Tim doesn't care about the new curbside drop-off policy one bit. Ryan concurred - new missionaries are chomping at the bit to get started with this mission thing already, and even thirty more minutes of theatrics is just delaying what they are there for. But, as I explained in a very gentle and loving manner to Tim, this isn't about you!! It's a show for the parents, who are sending off their most precious possessions for two long years and is it too much to ask that they get some spiritual pay-off for their investment? Some proof that this is a clean, safe environment with responsible adults that are going to take good care of our children?
I know, I know - Emily, where is your faith? Don't worry, I've got plenty of faith. I've got buckets of faith, bushels and wheelbarrows full of it - I'm not really worried that they won't take care of my brother. But it would have been nice, you know, to have a tiny little bit of pomp involved in dropping him off. A smidgen of ceremony, a wee bit of formality for such a big occasion. It's two years, after all, and it would be nice to have a slightly more impressive send-off. Instead, I'm going to make him hop out while the car's still moving, and I'll chuck his suitcase after him. Maybe I'll just hire a taxi, no reason for me to even be there, right?

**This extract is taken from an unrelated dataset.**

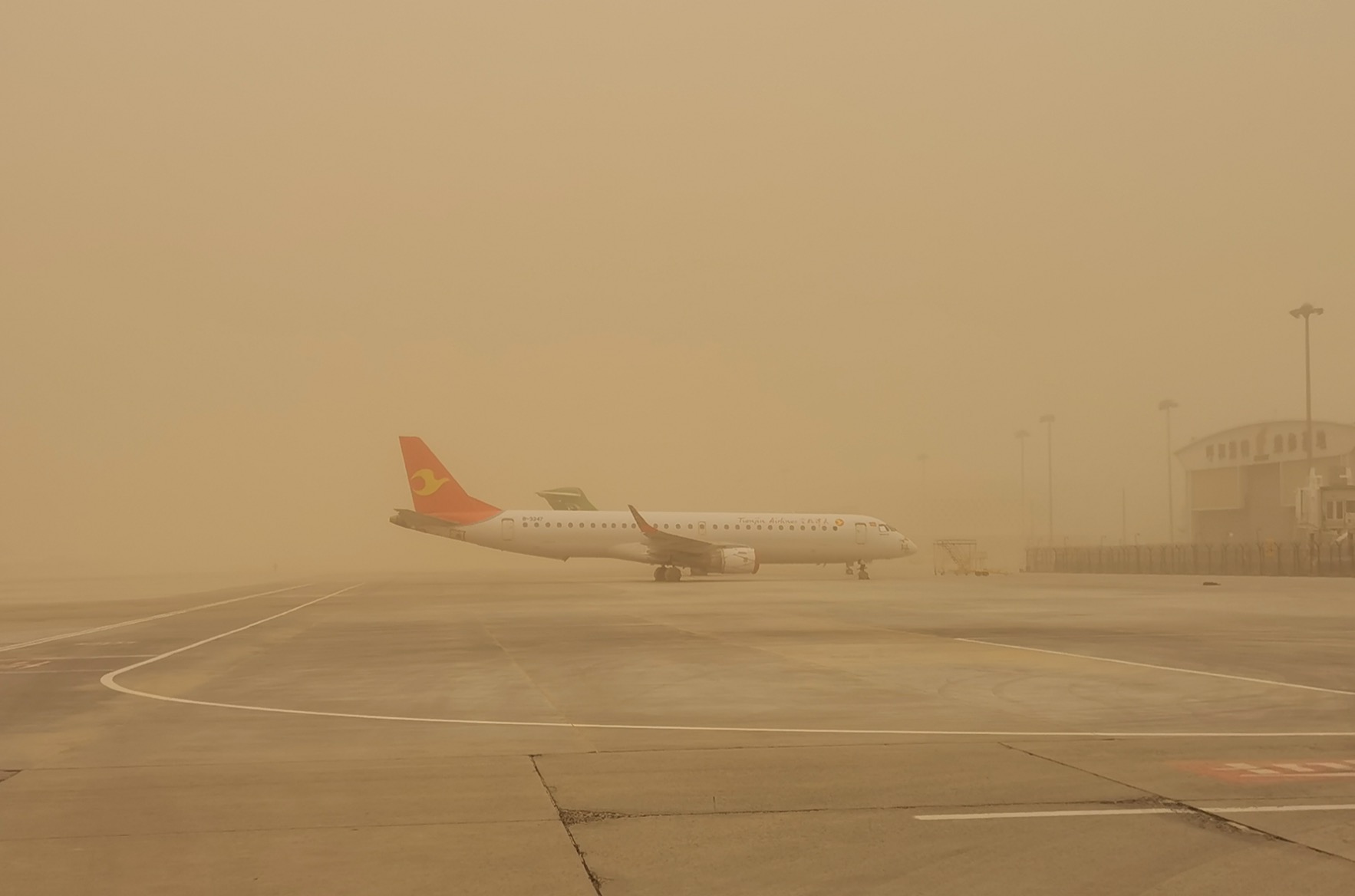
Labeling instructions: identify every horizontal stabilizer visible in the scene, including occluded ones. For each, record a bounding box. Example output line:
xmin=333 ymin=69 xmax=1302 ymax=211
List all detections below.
xmin=391 ymin=509 xmax=467 ymax=541
xmin=536 ymin=486 xmax=598 ymax=509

This is probably good practice for someone in the helicopter generation of parenting to get used to letting kids do things on their own. But couldn't they have started next week, for next week's helicopter parents? It seems incredibly bad timing that this change happens one lousy day before I got to take my brother, who I actually love, and see him embark on a life-changing experience. I thought it was awesome that I got to be the one to do that with him. Even though there's a 14 year age difference between us, we're pretty close, and I'm going to miss him. It's hard to let someone go for such a long time, especially knowing how hard and challenging it's going to be.

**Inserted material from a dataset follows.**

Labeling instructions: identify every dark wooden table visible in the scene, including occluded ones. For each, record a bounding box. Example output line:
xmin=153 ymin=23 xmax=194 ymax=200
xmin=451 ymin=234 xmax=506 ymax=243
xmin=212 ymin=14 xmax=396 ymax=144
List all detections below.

Oh, well. What's done is done, and the less emotional side of me can see the logic of less pomp and more efficiency. Maybe by the time one of my actual children goes on a mission, when swine flu is just the punchline of a joke, they'll have changed back and I'll get to enter the building with my boy. But in the meantime, I have to make sure Tim is all packed. It's a long walk to Provo, and he's going to have to get started soon if he's going to get there on time.